The Older Woman: I really thought we were going to have sex.
Me: I never assumed that at all. Don't get me wrong, I think you're hot as hell but....
The Older Woman: So maybe we shouldn't do this.
Me: That works for me.

Now she goes out of her way to talk to me. I think she was spurred on by the fact that I didn't want to simply sleep with her. It's a pursuit thing I'm sure. She's not being pursued and likes that. My long winded point is, I ran into her again and I had a hot ass dream about her that night. We ended up having really good sex in my dream. That same night Beautiful slept over and I'm really hoping I didn't talk in my sleep. Good thing it wasn't a wet dream either.

Cute College Girl stops by my desk yesterday. The conversation goes:

Cute College Girl: Anathematik, want some Starbucks?
Me: That depends on who's buying.
Cute College Girl: Well I'll buy for you.
Me: Cool. (I give her my order)

Fast forward to today; she stops by again to show me her new shoes. She was sans titty shirt. My coworker noticed that whenever she stops by she's always wearing really tight shirts that accentuate her mammaries. I felt bad because I was sitting there with Starbucks and never offered to get some for her. She looked hurt. My coworker said I was under no obligation to buy her coffee. My coworker also said it's her fault because she always flirts with me. My coworker is a female so I'll take her word for it.

Loud Mouth Guy is still around. Today he's wearing sunglasses indoors. Either that or they are those stupid self tinting glasses. I'm so tempted to sing Corey Hart's, 'I wear my sunglasses at night so I can, so I can...'

That's all. I have a busy weekend planned. Hope you do too. Pax.

Tuesday, May 1, 2007

I'm thinking about changing the title to my blog. It just sounds so dark. I'm not a dark person. In fact, I'm very upbeat and laid back at the same time. It's a personal conundrum, my personality.

I've also decided I'm going to become a sugar daddy for some lucky coed.
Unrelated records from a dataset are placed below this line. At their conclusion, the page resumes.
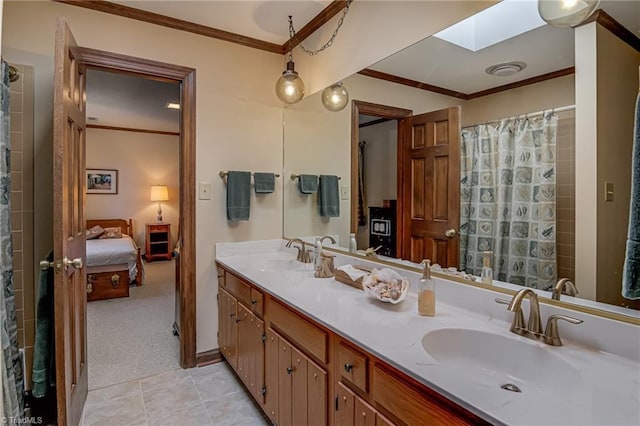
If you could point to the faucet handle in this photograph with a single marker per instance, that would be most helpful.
(517, 326)
(551, 335)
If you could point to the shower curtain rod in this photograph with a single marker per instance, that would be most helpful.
(528, 114)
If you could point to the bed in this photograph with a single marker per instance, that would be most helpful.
(112, 264)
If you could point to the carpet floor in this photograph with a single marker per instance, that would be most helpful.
(131, 338)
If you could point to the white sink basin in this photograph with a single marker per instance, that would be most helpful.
(501, 362)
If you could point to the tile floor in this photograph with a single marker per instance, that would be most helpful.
(208, 395)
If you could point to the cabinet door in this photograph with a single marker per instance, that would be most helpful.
(298, 388)
(284, 383)
(316, 394)
(271, 348)
(345, 406)
(364, 414)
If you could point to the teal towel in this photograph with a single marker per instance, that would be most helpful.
(631, 271)
(238, 195)
(264, 183)
(329, 196)
(307, 184)
(44, 368)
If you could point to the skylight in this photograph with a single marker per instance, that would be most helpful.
(503, 21)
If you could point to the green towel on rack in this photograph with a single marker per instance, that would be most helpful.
(264, 183)
(329, 196)
(238, 195)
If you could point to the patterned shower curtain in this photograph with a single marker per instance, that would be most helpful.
(508, 199)
(12, 378)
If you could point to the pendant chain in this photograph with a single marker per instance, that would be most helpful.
(292, 34)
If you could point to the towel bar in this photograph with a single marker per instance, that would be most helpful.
(223, 174)
(294, 176)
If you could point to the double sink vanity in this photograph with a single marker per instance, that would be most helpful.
(315, 351)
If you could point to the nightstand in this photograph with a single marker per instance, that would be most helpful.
(158, 242)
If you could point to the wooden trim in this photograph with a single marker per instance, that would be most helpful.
(521, 83)
(208, 357)
(411, 83)
(174, 23)
(374, 122)
(312, 26)
(129, 129)
(376, 110)
(604, 19)
(187, 78)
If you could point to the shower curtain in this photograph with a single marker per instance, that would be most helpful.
(12, 379)
(508, 199)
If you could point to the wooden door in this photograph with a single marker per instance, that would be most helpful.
(69, 228)
(344, 406)
(271, 352)
(429, 176)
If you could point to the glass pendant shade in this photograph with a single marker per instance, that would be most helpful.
(335, 97)
(290, 87)
(566, 13)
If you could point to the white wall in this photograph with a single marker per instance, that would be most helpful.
(142, 160)
(238, 122)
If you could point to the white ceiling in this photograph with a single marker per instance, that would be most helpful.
(264, 20)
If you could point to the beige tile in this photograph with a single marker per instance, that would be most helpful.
(15, 102)
(15, 121)
(15, 139)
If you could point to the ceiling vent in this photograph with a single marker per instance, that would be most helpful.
(506, 69)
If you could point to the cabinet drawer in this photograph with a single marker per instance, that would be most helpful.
(307, 336)
(257, 305)
(238, 288)
(409, 405)
(353, 366)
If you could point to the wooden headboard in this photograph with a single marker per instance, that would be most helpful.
(127, 227)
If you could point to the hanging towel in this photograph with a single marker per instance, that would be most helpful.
(631, 271)
(329, 196)
(238, 195)
(307, 184)
(43, 373)
(264, 183)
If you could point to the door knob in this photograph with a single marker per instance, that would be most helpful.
(76, 263)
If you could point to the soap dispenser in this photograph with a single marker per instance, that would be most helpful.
(486, 276)
(426, 291)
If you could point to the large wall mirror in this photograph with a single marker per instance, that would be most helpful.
(403, 150)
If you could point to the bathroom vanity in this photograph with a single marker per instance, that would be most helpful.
(315, 351)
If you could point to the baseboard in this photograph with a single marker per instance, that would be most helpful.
(208, 357)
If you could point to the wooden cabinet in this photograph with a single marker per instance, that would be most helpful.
(296, 386)
(157, 242)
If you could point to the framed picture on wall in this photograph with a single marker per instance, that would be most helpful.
(102, 181)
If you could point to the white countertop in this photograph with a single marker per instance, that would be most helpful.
(604, 390)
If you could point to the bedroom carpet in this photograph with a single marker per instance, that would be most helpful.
(131, 338)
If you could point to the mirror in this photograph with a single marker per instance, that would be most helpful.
(317, 141)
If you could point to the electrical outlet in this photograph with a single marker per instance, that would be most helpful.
(204, 191)
(344, 192)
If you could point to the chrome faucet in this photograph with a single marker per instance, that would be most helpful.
(329, 237)
(303, 254)
(534, 326)
(564, 285)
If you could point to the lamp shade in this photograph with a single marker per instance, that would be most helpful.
(159, 193)
(566, 13)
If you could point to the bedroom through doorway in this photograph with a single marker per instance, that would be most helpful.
(132, 202)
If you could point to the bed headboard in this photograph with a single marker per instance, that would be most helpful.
(127, 227)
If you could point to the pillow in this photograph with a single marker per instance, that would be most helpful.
(114, 232)
(94, 232)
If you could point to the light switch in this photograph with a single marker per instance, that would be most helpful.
(204, 191)
(344, 192)
(608, 191)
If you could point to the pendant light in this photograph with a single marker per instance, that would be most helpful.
(566, 13)
(335, 97)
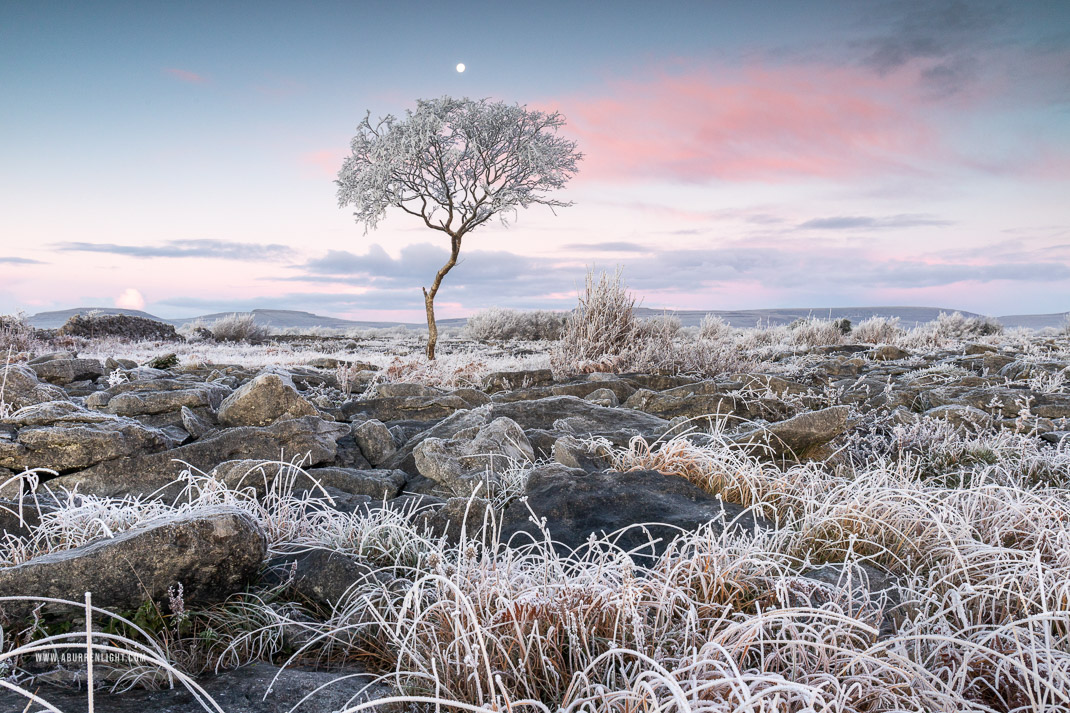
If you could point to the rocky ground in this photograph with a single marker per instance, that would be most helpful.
(109, 469)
I'm kidding, I was just trying to think of way to use the word 'coed' in a sentence and that's what I came up with, however....I really did decide I'm going to date someone younger than me.

I'm thinking I'm going to date someone in the 19-20 year old range. I've given this lots of thought.

I'm 30 years old. If I hooked up with a girl that was say, 19, I could easily chalk up anything to my age. I could also use the line, "With age comes wisdom," infinitum. She would have no choice but to accept what I say as fact because I've seen it all before.

Also with such an age gap I could be cool and retro because I was there the first time whatever it is was hip.

You may be asking why someone so young? I couldn't date an 18 year old because I would feel slimy. If she were 19? That's the cut off for not feeling slimy. Why before 21? NEVER date a girl that's 21. That's royal oats sowing time. When a girl first hits 21 she's out hitting all the hot spots getting shitty drunk. How's a 21 year old girl going to have time for a sugar daddy when that new emo band with cute bass player is playing at the new ale house? Of course this doesn't apply to all girls that just turned 21, I'd put that number at roughly 65%.

Can you imagine the conversations we'd have? I could her captive with my tales of walking to school in the snow without shoes, before cars were invented. I could fascinate her with stories of how people actually talked on the phone before text messages. The good old days.

Of course this all assuming that some nerd girl doesn't sweep me off my feet first. Nerd girls are so hot.